NADBank’s two-day annual summit included federal, state and municipal authorities, along with business organizations, academia, financial institutions, investors, project developers and experts, from both the U.S. and Mexico.
In addition to Baez, the panel also included Daniel Covarrubias of Texas A&M International University; Victor Salazar, chief commercial officer at Trayecto; and Jorge Gutierrez Topete, director of Baja California’s Institute of Sustainable Mobility.
Topete said the Mexican state of Baja California’s efforts to integrate sustainable practices into both freight and passenger transport emphasizes the importance of incentives over penalties in shifting fleets toward lower-emission technologies.
The Institute of Sustainable Mobility of Baja California promotes and develops a zero-emission mobility strategy for Baja California, as well as collaborating with U.S. programs across the border in the San Diego region.
“Incentives are always better than punishments, and that’s what we’re looking for: to find the economic model, because ultimately everything we’re going to talk about today is part of the economic model,” Gutierrez-Topete said, pointing to successful financing of Euro 6 clean-energy buses in Tijuana as a blueprint for scaling public and private fleet conversions.
“If the economic model doesn’t work, change won’t happen.”

In Texas, Covarrubias stressed the role of new infrastructure and research in preparing for a more sustainable border economy.
Covarrubias is the director of the Texas Center for Border Economic and Enterprise Development at the A.R. Sanchez School of Business at Texas A&M International University in Laredo, Texas.
With Laredo handling roughly 40% of U.S.-Mexico trade, Covarrubias urged for “smart borders” that integrate technology into new bridge projects.
“We’re talking about crossings between the U.S. and Mexico at the World Trade Bridge and the Colombia-Solidarity Bridge. You’re talking about 16,000 to 18,000 tractor-trailers crossing daily between the two countries,” Covarrubias said.
“We’re conducting the first and only pilot — a study on electric cargo vehicles, with the idea of being able to conceptualize what is the smart border entry? These new bridges, this new infrastructure on these new bridges, are they going to be the same as the ones we have now or do we have to reimagine them, rethink them based on technology? We have the unique opportunity for these bridges to be based on technology and change the process of being able to make those resources more efficient.”
Salazar shared Trayecto’s decade-long experiment with natural gas-powered trucks, which has grown from five units in 2015 to more than 600 today.
Trayecto is the biggest freight transportation company in Mexico.
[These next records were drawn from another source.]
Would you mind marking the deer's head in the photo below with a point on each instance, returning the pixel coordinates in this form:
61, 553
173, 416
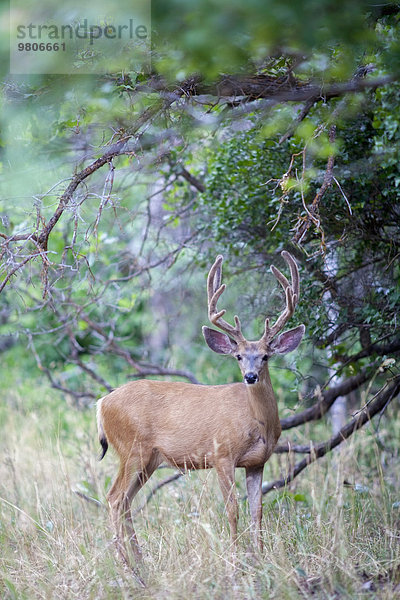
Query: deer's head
253, 357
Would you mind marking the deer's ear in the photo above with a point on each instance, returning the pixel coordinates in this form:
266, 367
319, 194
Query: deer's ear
288, 341
219, 342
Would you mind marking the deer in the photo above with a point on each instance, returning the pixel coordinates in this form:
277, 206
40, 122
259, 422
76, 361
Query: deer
192, 426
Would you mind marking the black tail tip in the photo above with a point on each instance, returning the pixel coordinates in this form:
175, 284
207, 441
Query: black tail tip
104, 446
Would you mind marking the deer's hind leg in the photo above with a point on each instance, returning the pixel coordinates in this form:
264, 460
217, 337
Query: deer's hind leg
132, 476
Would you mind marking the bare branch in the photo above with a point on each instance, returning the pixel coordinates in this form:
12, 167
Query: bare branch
382, 399
327, 398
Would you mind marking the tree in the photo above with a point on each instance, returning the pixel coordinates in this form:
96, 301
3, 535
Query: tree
282, 133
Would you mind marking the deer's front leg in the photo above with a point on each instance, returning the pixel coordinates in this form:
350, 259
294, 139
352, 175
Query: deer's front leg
226, 477
254, 493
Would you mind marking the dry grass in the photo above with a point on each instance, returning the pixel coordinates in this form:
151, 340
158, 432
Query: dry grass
322, 539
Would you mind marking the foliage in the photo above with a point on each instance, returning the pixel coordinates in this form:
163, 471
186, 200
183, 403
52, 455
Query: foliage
262, 126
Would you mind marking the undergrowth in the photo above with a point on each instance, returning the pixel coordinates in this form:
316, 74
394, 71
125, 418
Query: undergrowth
334, 533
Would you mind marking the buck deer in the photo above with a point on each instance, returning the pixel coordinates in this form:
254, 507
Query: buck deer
192, 426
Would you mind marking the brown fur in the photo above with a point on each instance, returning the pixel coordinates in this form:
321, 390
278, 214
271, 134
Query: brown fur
197, 426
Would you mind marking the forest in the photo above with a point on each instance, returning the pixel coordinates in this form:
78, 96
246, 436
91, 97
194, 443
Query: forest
238, 129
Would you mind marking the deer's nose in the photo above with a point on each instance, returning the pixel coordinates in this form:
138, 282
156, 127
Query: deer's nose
251, 378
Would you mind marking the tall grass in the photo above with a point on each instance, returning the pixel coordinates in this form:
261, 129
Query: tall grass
324, 538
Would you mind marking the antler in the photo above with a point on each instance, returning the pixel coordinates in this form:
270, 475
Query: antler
292, 292
214, 292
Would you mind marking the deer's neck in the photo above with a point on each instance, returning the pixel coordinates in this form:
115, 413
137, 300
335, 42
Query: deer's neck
263, 404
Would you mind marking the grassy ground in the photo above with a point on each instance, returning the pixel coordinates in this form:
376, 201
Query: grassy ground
323, 539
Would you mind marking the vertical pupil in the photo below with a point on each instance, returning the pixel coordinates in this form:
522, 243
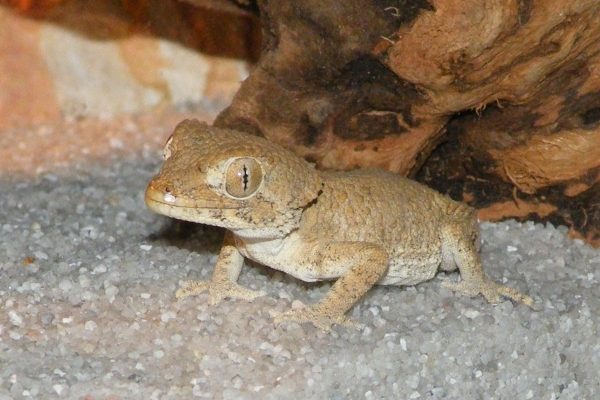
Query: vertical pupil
245, 178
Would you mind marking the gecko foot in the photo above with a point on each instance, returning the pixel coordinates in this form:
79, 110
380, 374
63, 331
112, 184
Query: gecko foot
316, 317
217, 292
492, 291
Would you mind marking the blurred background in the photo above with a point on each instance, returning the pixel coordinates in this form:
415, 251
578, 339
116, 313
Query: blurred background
84, 81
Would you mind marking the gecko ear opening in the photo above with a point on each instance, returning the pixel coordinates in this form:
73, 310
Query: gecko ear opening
243, 177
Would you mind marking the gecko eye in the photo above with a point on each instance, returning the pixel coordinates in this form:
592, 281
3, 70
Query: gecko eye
243, 177
167, 149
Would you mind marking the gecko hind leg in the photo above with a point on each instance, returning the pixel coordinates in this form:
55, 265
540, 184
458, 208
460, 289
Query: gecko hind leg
460, 243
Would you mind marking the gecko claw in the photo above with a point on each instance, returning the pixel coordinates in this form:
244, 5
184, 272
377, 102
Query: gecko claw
217, 292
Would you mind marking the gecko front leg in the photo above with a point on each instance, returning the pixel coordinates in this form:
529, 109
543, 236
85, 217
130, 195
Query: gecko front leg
365, 263
223, 283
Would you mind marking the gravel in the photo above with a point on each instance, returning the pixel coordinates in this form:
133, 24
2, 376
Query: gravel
88, 309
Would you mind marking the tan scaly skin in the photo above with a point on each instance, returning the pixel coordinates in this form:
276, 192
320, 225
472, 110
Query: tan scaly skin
358, 228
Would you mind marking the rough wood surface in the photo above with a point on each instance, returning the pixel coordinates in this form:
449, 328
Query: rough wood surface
376, 83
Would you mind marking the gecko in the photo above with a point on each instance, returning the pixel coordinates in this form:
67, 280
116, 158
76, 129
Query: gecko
358, 229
Trayecto, based in Monterrey, Mexico, has more than 4,000 trucks and 10,000 trailers.
“Currently, we make around 14,000 journeys per month between the different crossings,” Salazar said. “That’s a huge responsibility. We understand that we need to invest not only in the engines, which perhaps contribute most to reducing our carbon footprint, but also in water conservation initiatives.”
Salazar said Mexico lacks government incentives for green transport, pushing companies to find private solutions such as building their own fueling stations.
“All we want to do is have a positive impact on the cross-border community,” Salazar said, adding that Trayecto is also testing electric trucks despite range and charging challenges.
Baez highlighted Bali Express’s milestone as the first trucking company to operate electric Class 8 trucks across the U.S.-Mexico border, an initiative supported by NADBank financing.
The company has since launched a “green corridor” linking the Port of Long Beach with factories in Tijuana and San Diego, logging more than one million clean miles last year.
“We have to do it for the love of the planet,” Baez said, sharing that while electric trucks remain about 15 cents per mile more expensive than diesel, efficiency gains and smart routing are closing the gap.
Panelists agreed that a mix of technologies — including advanced diesel, natural gas, electric, and eventually hydrogen — will be needed to reduce emissions in North American freight. But they cautioned that without coordinated incentives, infrastructure, and investment, progress could stall.
“The air we breathe doesn’t recognize borders, and neither does the water we drink,” Topete said.